Heads nodded all around. Nervous was right. When Rangle had laid out his plan to get rid of his old enemies before striking into Arapahoe Valley in quest of his cache, it had all seemed simple enough. Rangle’s girl was going to lure Benedict upstairs at the Big Horn, get him disarmed and off-guard while Macall, Whitehead and Stack took the giant Texan out quietly. This done, Benedict could be killed—as noisily as
they liked. But things had gone wrong at the Frontier Hotel, and though Rangle couldn’t be held responsible for that, the way he’d handled the situation after Benedict had been alerted by the gunfire, had been a little too rich for even their violent tastes.
If they hadn’t known the girl, their reaction might have been different. But wild and lovely Tara Killane had been with Rangle when he’d joined up with them in Wyoming, and by the time they reached Utah, there were few in the fifteen-strong band who weren’t at least a little in love with Bo Rangle’s handsome paramour. They were rough, hard veterans of the owlhoot one and all, but it was doubtful that any of them would have been ruthless enough to give an order that would result in a vibrant, lovely girl being burned to death, just to be certain of getting rid of an old enemy. It took a unique breed of hard case to do something like that, and they were just beginning to understand how unique Bo Rangle really was.

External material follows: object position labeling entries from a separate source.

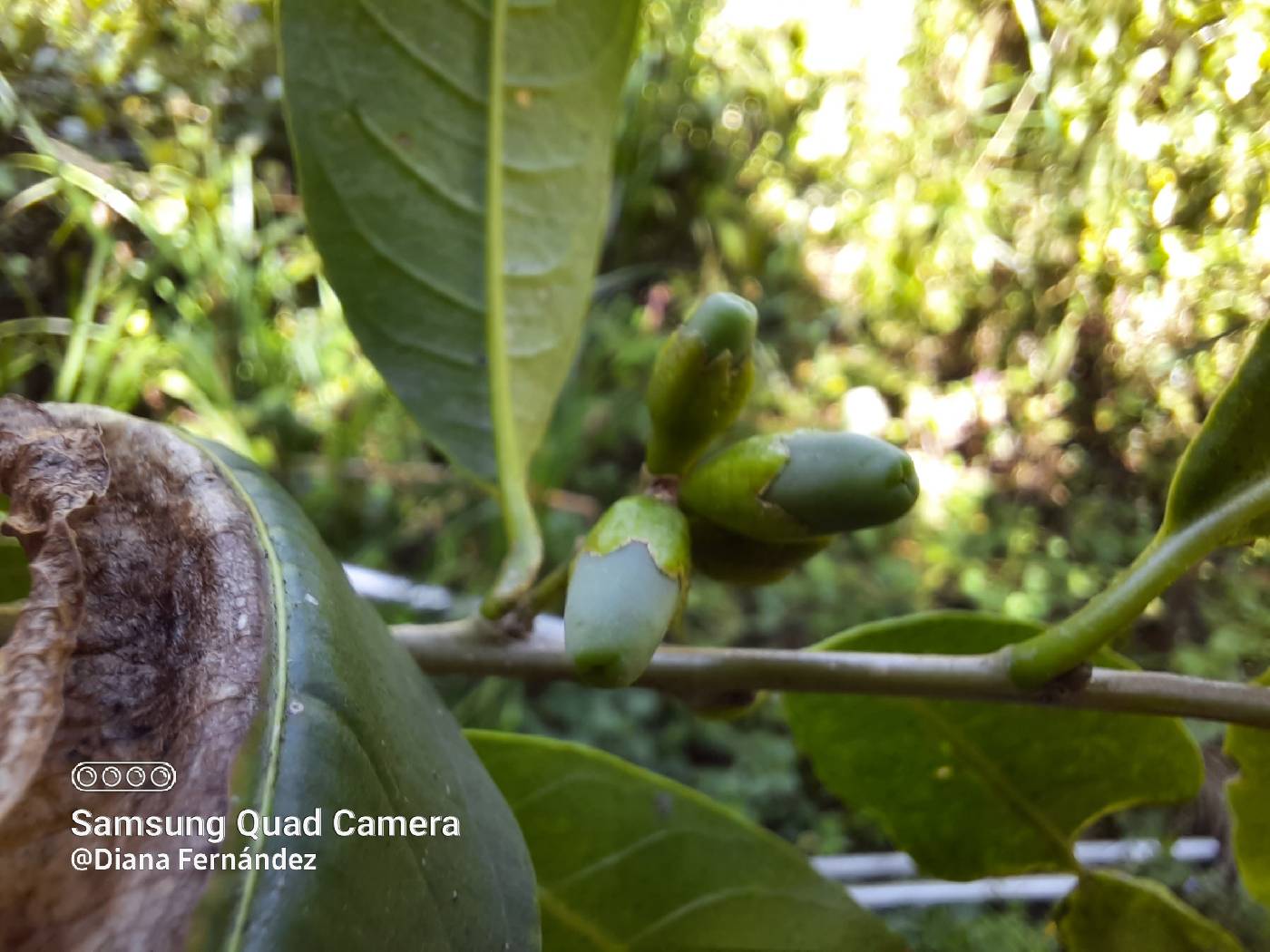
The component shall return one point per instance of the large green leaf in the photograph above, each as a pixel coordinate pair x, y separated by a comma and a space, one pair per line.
460, 230
1110, 911
1248, 795
184, 611
983, 790
1219, 495
15, 577
349, 723
629, 860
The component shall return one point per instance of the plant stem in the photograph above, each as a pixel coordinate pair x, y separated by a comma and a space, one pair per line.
467, 647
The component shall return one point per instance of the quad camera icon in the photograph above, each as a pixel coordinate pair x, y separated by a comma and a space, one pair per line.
123, 776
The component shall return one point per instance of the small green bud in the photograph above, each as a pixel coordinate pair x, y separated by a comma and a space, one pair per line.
728, 556
628, 588
700, 381
799, 485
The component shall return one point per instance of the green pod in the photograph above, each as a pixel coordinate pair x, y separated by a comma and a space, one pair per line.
796, 486
700, 381
728, 556
628, 587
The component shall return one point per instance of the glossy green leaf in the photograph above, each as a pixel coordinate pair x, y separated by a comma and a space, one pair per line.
630, 860
460, 230
1219, 495
1248, 795
1231, 454
1110, 911
348, 721
983, 790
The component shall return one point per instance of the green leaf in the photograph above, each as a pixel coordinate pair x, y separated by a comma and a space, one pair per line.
1231, 454
1248, 795
1110, 911
460, 230
15, 577
977, 790
348, 723
629, 860
1219, 497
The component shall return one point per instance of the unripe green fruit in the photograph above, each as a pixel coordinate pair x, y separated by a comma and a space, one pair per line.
628, 587
728, 556
796, 486
700, 381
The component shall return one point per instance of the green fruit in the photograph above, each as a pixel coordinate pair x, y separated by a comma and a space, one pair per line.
740, 560
700, 381
796, 486
628, 587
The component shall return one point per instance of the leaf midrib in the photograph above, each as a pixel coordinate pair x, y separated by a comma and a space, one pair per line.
273, 739
996, 781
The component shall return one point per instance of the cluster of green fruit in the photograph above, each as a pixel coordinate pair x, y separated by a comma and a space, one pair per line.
748, 514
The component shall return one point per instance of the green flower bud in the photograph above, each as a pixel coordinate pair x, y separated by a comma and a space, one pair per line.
628, 588
700, 381
799, 485
740, 560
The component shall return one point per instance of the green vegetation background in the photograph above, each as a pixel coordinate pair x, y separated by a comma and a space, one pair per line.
1038, 287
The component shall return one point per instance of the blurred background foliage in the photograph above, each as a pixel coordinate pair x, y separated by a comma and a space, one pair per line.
1025, 243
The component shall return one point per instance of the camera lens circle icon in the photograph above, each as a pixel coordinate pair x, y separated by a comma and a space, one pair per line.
84, 777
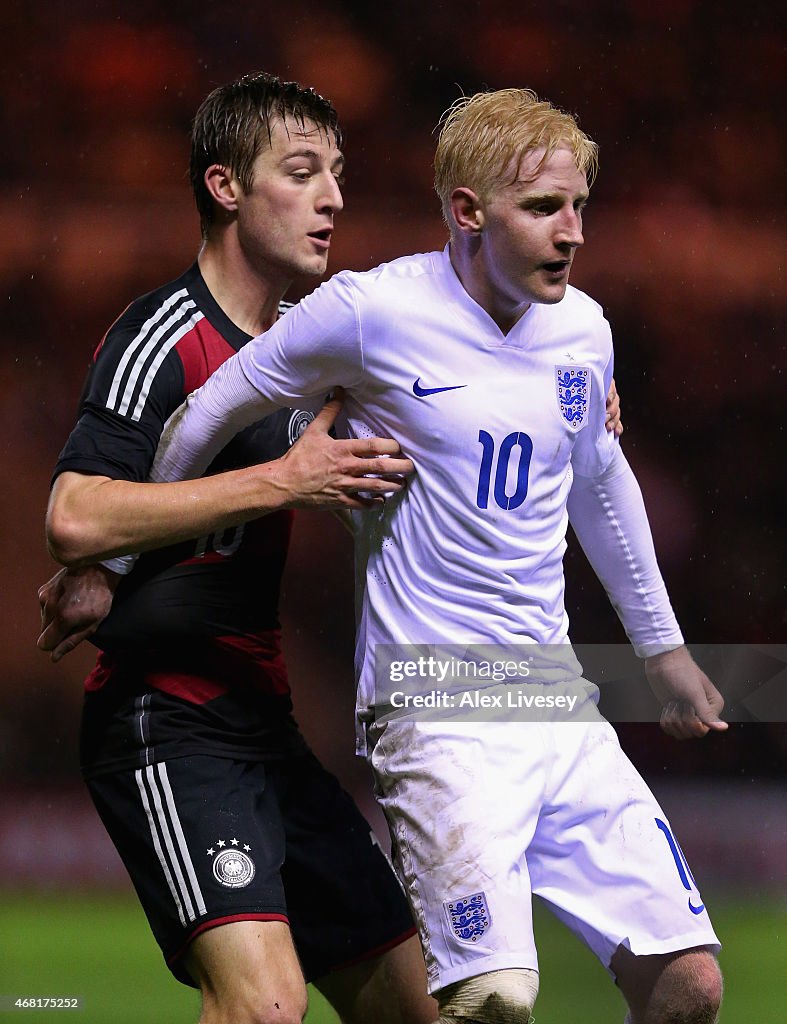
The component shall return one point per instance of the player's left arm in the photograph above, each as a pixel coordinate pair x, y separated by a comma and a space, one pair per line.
608, 515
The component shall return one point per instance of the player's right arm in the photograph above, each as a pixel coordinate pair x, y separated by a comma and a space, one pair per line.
100, 505
92, 517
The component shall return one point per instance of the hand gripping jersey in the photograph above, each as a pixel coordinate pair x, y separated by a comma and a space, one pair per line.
197, 622
496, 426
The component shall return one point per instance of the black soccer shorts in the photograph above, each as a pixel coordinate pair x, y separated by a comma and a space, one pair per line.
208, 841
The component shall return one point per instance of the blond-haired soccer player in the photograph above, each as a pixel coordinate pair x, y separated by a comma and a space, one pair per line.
491, 372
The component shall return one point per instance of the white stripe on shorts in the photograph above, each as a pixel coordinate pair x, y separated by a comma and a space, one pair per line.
167, 854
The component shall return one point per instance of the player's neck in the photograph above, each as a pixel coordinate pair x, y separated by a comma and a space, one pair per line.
250, 300
469, 268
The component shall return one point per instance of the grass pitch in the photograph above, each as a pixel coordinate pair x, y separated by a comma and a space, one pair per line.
100, 949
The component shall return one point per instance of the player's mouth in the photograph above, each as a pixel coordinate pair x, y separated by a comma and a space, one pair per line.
557, 269
321, 239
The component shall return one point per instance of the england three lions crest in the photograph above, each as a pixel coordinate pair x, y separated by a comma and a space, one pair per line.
573, 385
469, 916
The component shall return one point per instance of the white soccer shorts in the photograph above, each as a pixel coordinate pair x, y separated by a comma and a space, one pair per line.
484, 814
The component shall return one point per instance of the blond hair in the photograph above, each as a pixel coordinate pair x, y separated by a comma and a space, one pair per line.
482, 135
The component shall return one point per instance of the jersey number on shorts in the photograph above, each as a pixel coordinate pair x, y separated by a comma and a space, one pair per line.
504, 471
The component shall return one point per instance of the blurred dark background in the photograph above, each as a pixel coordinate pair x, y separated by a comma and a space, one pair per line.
684, 248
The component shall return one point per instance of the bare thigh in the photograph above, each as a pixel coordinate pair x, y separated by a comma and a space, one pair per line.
249, 973
388, 989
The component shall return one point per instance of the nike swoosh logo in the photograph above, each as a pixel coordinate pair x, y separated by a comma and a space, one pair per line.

Now, narrowed eyes watched warily as Rangle spun the chamber of the Colt several times with his forefinger, head cocked as he listened to the rhythmic clatter of its well-oiled mechanism.
He stood up lazily and with practiced skill flipped the revolver into the air in a glittering arc, caught it and drove it into the tied-down holster all in the one fluent motion. Then he stood with his hands on his hips, hat tipped back, his cruel face a hard mask.